How to tell if you’re having a heart attack

How can you tell if you or someone you know is having a heart attack? Sometimes the symptoms can be surprisingly subtle.

“They can be very different from person to person, between women and men and even within an individual who has more than one heart attack,” says Dr. David Rizik, director of Interventional Cardiology for Scottsdale Healthcare Hospitals, in Scottsdale, Ariz.

Men and women may experience atypical heart attack symptoms.

In contrast to the “classic” chest-splitting, gasping-for-breath symptoms, many heart attacks begin with symptoms that are so mild they are often mistaken for indigestion or muscle ache.


Men and women may experience any or all of the following symptoms, according to the National Heart, Lung and Blood Institute:


-- Mild to strong discomfort in the center of the chest, which may be prolonged, or come and go.

-- Chest discomfort may feel like pressure, squeezing, fullness or pain.

-- Discomfort may occur in one or both arms, the back, neck, jaw and/or stomach.

-- Shortness of breath, before or with chest discomfort.

-- Cold sweats, nausea and/or lightheadedness.

Gender differences

According to the NHLBI and the Centers for Disease Control and Prevention, women are more likely to experience shortness of breath, nausea, vomiting, back or jaw pain, indigestion, flu-like symptoms and shoulder pain.

In a study published by the American Heart Assn., women rated their most frequent pre-heart attack symptoms as fatigue, sleep disturbances, shortness of breath, indigestion and anxiety.

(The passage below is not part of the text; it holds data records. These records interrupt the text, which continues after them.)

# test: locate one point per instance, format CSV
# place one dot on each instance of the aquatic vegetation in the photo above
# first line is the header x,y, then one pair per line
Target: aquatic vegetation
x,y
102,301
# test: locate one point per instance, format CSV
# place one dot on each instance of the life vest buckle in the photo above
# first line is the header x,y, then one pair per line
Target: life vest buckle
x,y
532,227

Most of the women first felt these symptoms more than one month before the heart attack.

The majority of the women in this study didn’t experience chest discomfort or pain, and those who did were more likely to describe it as pressure, aching or tightness.

Women are more likely than men to ignore or misinterpret heart attack symptoms, to delay seeking emergency treatment and to die of sudden cardiac arrest.

If it’s a heart attack

“The patient’s symptoms and an EKG (electrocardiogram) are the best way to establish a diagnosis of a heart attack,” Rizik said. “If the EKG is consistent with a heart attack, we immediately start the patient on blood-thinning agents and take them to the cardiac-catheterization lab, where a diagnostic angiogram is performed. If there’s a blocked artery, we perform an angioplasty procedure to open the blockage.”

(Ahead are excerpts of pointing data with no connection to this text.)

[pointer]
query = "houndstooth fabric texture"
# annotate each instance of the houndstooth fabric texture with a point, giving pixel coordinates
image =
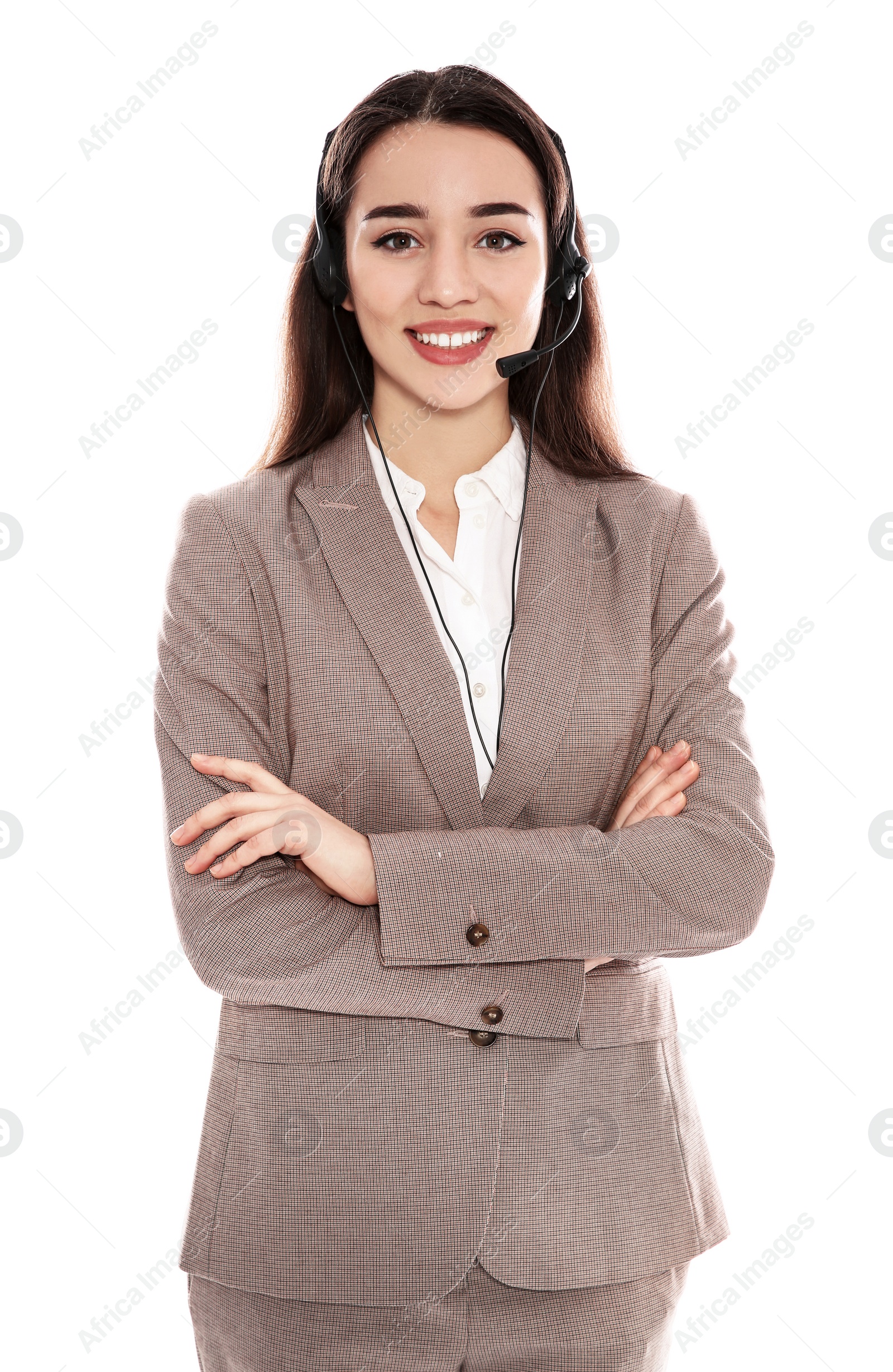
(358, 1148)
(482, 1326)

Rizik says educating the public about the symptoms of a heart attack is of utmost importance: “Getting quick treatment is vital to preventing as much heart damage as possible.”

Did you know?

The average age for a first heart attack is 66 for men and 70 for women. But people in their 20s and 30s also have heart attacks.

Between 70% and 89% of sudden cardiac events occur in men.

An American has a cardiac event about once every 25 seconds, and an American dies of one about once a minute.

Coronary heart disease is the No. 1 killer of women and men in the United States.

Women are more likely than men to have other conditions — such as diabetes, high blood pressure and congestive heart failure — that make it even more vital that they get immediate treatment.